Peace Line, with its message of “live and let live” closes Magic. Funky and soulful, keyboards, rhythm section and percussion accompany his heartfelt vocal. Equally soulful, sweeping harmonies prove the perfect foil for Theophilus’ vocal. After that, the arrangement takes on a futuristic funky sound. Sci-fi synths join the keyboards and rhythm section in creating a P-Funk arrangement. When the vocal reenters, it’s all change. Although the vocal is elegant, impassioned and soulful, the message of “live and let live” is delivered with emotion. Sadly, that was just a pipe dream. Thirty-six years later, and we still can’t “live and let live,” as Magic’s fusion of futuristic funk and soul hoped.
Five years after The Beginning Of The End released their hit single Funky Nassau, T-Connection’s debut single Disco Magic reached number ten in the US Disco Charts in 1976. This was just the first step in T-Connection’s eight-year musical journey. Remarkably, this was just a year after T-Connection were founded by the charismatic Theophilus T. Oakley. Little did he realize when he founded T-Connection that they’d go on to release eight albums and enjoy a string of hit singles.

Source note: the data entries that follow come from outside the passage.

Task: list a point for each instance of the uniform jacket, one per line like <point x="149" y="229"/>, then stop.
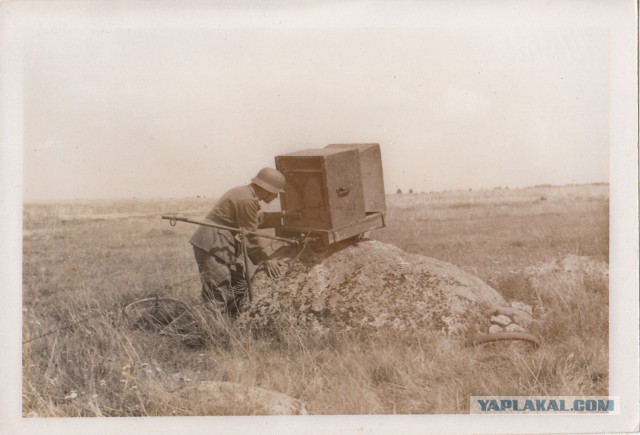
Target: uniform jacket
<point x="238" y="208"/>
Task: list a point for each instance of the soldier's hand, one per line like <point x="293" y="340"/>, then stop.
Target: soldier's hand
<point x="272" y="268"/>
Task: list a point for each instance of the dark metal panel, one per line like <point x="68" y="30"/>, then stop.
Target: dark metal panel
<point x="371" y="174"/>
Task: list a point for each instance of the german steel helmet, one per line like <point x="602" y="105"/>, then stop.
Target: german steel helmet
<point x="270" y="179"/>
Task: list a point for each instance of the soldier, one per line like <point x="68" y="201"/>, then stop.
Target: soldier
<point x="217" y="250"/>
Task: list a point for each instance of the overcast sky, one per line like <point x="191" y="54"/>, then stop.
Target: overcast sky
<point x="122" y="102"/>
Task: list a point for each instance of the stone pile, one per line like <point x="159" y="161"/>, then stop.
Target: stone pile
<point x="515" y="318"/>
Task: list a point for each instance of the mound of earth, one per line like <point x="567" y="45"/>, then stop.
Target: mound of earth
<point x="571" y="274"/>
<point x="371" y="285"/>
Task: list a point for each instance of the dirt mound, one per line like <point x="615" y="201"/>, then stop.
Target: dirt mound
<point x="569" y="275"/>
<point x="371" y="285"/>
<point x="229" y="398"/>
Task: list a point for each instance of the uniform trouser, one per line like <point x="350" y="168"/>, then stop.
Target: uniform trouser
<point x="223" y="285"/>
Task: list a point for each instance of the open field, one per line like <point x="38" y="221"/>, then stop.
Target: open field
<point x="88" y="258"/>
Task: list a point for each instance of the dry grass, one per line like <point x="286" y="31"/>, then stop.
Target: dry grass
<point x="83" y="259"/>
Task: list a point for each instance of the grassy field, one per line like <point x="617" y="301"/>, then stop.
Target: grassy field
<point x="89" y="258"/>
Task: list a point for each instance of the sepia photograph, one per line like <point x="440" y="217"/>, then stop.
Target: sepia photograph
<point x="372" y="217"/>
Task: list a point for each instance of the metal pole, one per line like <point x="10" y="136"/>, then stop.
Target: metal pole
<point x="173" y="219"/>
<point x="247" y="277"/>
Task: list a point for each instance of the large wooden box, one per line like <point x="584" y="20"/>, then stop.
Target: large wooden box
<point x="333" y="193"/>
<point x="323" y="189"/>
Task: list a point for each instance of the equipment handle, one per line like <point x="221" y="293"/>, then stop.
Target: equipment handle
<point x="173" y="219"/>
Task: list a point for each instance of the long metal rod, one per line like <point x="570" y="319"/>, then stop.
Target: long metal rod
<point x="173" y="219"/>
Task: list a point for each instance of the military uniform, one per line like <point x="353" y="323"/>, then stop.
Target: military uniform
<point x="217" y="250"/>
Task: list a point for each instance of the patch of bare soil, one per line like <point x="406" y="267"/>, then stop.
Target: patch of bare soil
<point x="371" y="285"/>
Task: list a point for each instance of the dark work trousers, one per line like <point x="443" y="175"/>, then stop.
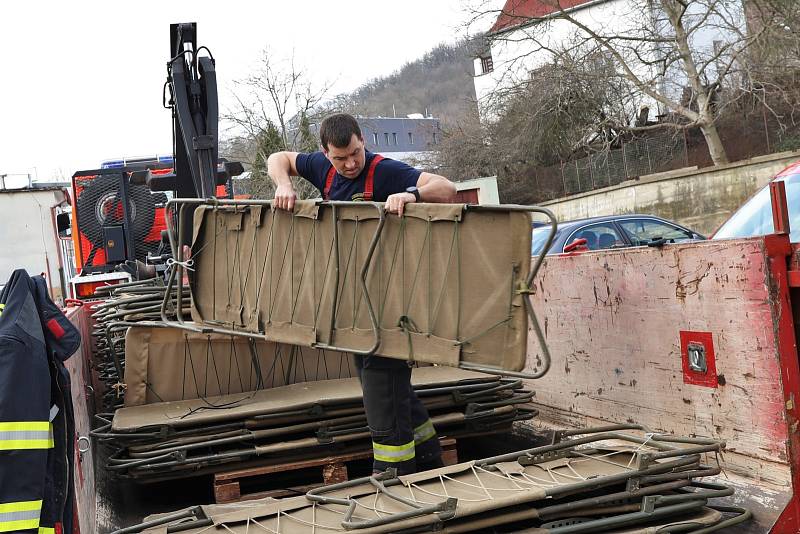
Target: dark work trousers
<point x="403" y="436"/>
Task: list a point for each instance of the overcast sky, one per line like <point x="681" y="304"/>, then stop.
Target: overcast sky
<point x="81" y="81"/>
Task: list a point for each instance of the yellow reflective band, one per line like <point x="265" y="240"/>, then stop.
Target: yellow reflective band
<point x="26" y="444"/>
<point x="23" y="435"/>
<point x="21" y="506"/>
<point x="22" y="515"/>
<point x="393" y="453"/>
<point x="23" y="524"/>
<point x="424" y="432"/>
<point x="18" y="426"/>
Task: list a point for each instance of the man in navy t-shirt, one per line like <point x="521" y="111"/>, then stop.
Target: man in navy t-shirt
<point x="403" y="436"/>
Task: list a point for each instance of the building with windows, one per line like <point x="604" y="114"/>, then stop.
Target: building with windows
<point x="527" y="33"/>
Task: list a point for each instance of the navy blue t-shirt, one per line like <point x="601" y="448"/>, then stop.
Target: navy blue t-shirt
<point x="391" y="176"/>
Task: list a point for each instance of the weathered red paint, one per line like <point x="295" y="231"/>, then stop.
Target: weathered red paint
<point x="780" y="210"/>
<point x="778" y="249"/>
<point x="709" y="377"/>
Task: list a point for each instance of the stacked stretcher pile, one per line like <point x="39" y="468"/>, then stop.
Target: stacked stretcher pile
<point x="165" y="440"/>
<point x="125" y="305"/>
<point x="603" y="481"/>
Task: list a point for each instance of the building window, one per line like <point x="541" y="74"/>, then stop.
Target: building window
<point x="487" y="65"/>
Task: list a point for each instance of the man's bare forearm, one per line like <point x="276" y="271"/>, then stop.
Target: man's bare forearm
<point x="279" y="168"/>
<point x="436" y="189"/>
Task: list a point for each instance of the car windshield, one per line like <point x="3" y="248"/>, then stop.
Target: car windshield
<point x="538" y="239"/>
<point x="755" y="216"/>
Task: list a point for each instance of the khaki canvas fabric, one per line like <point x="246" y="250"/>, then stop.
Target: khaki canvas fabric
<point x="170" y="364"/>
<point x="443" y="282"/>
<point x="194" y="412"/>
<point x="479" y="491"/>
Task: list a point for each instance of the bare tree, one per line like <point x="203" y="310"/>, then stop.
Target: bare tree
<point x="637" y="65"/>
<point x="272" y="111"/>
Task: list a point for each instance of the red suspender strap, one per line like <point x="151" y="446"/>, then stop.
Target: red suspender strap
<point x="328" y="183"/>
<point x="368" y="185"/>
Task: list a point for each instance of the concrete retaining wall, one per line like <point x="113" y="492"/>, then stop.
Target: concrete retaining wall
<point x="701" y="199"/>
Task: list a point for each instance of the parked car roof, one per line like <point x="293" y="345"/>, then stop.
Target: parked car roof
<point x="613" y="231"/>
<point x="754" y="217"/>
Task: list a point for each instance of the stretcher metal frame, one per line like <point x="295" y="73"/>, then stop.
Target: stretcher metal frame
<point x="178" y="270"/>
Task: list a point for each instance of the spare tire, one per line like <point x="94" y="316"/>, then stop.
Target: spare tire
<point x="99" y="205"/>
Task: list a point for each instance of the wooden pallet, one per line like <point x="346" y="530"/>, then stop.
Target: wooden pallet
<point x="333" y="469"/>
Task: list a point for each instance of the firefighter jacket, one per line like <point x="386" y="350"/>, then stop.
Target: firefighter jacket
<point x="36" y="420"/>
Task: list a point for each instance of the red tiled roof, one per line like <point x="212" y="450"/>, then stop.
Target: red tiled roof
<point x="518" y="12"/>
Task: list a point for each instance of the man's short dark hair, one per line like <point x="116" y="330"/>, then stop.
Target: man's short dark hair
<point x="337" y="130"/>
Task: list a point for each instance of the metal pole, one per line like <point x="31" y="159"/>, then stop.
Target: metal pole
<point x="624" y="161"/>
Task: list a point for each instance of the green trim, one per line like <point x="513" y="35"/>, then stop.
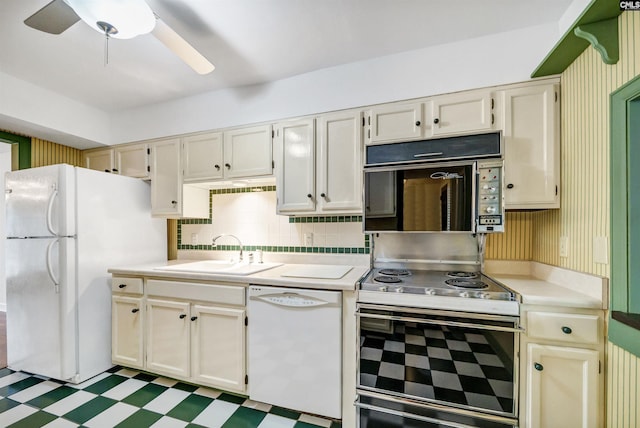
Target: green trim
<point x="570" y="46"/>
<point x="603" y="36"/>
<point x="24" y="148"/>
<point x="625" y="209"/>
<point x="627" y="338"/>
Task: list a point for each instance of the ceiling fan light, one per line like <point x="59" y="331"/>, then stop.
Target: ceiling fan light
<point x="130" y="18"/>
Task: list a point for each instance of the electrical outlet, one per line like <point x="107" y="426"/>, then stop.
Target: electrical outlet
<point x="601" y="250"/>
<point x="564" y="246"/>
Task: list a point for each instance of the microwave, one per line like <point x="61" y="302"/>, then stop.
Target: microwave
<point x="421" y="187"/>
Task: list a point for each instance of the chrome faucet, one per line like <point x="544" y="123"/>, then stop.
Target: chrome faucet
<point x="213" y="242"/>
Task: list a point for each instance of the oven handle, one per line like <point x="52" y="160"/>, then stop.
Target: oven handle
<point x="410" y="415"/>
<point x="441" y="322"/>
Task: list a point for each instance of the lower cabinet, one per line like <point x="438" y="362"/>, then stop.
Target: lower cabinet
<point x="562" y="381"/>
<point x="190" y="331"/>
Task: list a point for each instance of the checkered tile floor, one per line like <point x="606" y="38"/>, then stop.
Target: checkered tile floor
<point x="128" y="398"/>
<point x="436" y="362"/>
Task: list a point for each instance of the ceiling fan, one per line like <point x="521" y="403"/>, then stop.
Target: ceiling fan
<point x="121" y="19"/>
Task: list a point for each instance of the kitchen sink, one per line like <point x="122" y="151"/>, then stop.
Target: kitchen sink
<point x="220" y="267"/>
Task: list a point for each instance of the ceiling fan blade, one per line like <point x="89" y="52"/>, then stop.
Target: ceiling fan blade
<point x="53" y="18"/>
<point x="182" y="48"/>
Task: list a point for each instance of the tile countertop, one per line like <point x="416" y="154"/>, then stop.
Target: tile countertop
<point x="541" y="284"/>
<point x="277" y="276"/>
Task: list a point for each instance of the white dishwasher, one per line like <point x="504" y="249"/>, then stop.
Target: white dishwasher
<point x="295" y="348"/>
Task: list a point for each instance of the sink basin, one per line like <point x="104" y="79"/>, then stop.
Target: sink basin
<point x="220" y="267"/>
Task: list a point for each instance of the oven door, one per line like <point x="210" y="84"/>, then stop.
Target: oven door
<point x="464" y="362"/>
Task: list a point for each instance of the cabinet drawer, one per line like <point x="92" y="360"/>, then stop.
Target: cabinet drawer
<point x="224" y="294"/>
<point x="574" y="328"/>
<point x="123" y="284"/>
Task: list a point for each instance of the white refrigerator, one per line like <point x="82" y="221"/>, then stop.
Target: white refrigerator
<point x="65" y="227"/>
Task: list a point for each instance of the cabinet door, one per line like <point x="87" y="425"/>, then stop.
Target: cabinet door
<point x="464" y="112"/>
<point x="395" y="122"/>
<point x="295" y="169"/>
<point x="127" y="315"/>
<point x="248" y="152"/>
<point x="133" y="161"/>
<point x="166" y="178"/>
<point x="562" y="387"/>
<point x="531" y="147"/>
<point x="100" y="160"/>
<point x="380" y="200"/>
<point x="339" y="166"/>
<point x="218" y="347"/>
<point x="202" y="157"/>
<point x="168" y="337"/>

These albums were innovative and influential. This was the case from their debut album Magic. It combined disco, funk, soul, R&B, jazz, P-Funk and proto-boogie. Whether it was dance tracks, instrumentals, jazz-tinged ballads or songs with a social message, T-Connection were equally at home. Their versatility, which is apparent on Magic, was crucial to their longevity. If they’d just been a disco group, they’d have crashed and burned in 1979. They weren’t and they didn’t. Instead they released five albums after disco’s untimely demise. However, the album that launched T-Connection’s career was Magic, which was recently rereleased by BBR Records. Magic, T-Connection’s debut album is best described as a genre-sprawling, innovative, influential album with a social conscience. Standout Tracks: Do What You Wanna, Disco Magic, Mother’s Love and Monday Morning.